The short-term implication here is that controller efforts like OpenDaylight should be ripe for analytics integration. To date, the major initiatives have been around the platform itself, along with supporting functionality (OpenFlow, abstractions, and so on). But extending OpenDaylight’s capabilities to include analytics would open up a new class of application-handling functionality that could be quite interesting in securing best paths for particular applications, tenants, or flows.

Having a global view is useful for directing traffic, but if there is only a small number of paths to use, the capability is somewhat neutered. Underlying networks with a rich set of paths provide more optionality. Going back to the Waze example, it is useful to know what traffic looks like, but if there are no alternate routes, the information is not actionable. So if you pair controllers with underlying infrastructure with rich pathing, you essentially provide enough surface roads to make traffic avoidance possible. This puts some dependence on the pathing algorithms in the underlying network, but even leaf-spine architectures with a multiple spine routes are useful. Obviously, the more available paths, the more effective this type of solution.

Once you have a multipath environment, how do you operationally take advantage?

What we will see with SDN is that the initial deployments will unearth a set of operational requirements needed to actively manage the network. This includes things like monitoring, troubleshooting, capacity planning, and even billing. But one of the most useful tools in quickly understanding the conditions on the network and pinpointing issues is data visualization.

Operators can get great insights about how the network is functioning by having path visualization tools. Going again to the Waze example, any of the traffic applications (including sites like SigAlert) do more than just track conditions. They present those conditions atop maps. Information without context is not useful, so being able to visualize conditions anchored to a well-understood map is critical.
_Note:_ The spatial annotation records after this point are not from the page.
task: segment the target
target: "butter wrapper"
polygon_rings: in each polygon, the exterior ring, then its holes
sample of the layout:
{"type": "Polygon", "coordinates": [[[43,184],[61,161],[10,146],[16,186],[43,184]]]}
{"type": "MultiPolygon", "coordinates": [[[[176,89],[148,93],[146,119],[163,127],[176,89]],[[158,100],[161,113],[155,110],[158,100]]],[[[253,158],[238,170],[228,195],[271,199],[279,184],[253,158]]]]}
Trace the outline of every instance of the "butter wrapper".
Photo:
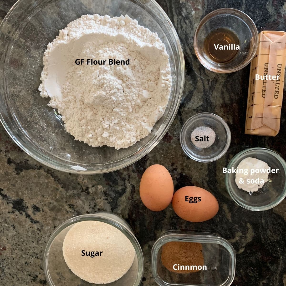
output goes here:
{"type": "Polygon", "coordinates": [[[263,31],[259,39],[256,54],[251,65],[245,133],[275,136],[280,129],[286,64],[286,32],[263,31]],[[265,79],[256,79],[257,74],[264,76],[265,79]],[[266,79],[267,75],[271,78],[275,76],[277,79],[266,79]]]}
The same is true in networking. If SDN is to make possible the use of rich multipathing capabilities, there will be a need to visualize those paths. In the fullness of time, this will require including conditions along those paths. This would provide a straightforward way to identify hotspots in the network, a useful thing for examining how capacity is utilized and where changes might be required. The ability to snapshot traffic profiles at specific intervals (time of day might be interesting, for example) would allow operators to see how infrastructure is performing under certain load tied to end-user activity. This type of visualization could also allow operators to drill down on individual application flows, which would make things like troubleshooting dramatically interesting.

Anyone who has worked in data visualization will know that the task is conceptually simple but very difficult to execute well. There is a science behind rendering data in a way that is immediately relevant and easy to use. But this science will become increasingly important if SDN is going to take full advantage of its controller’s ability to generate a global view of the network and the traffic traversing it.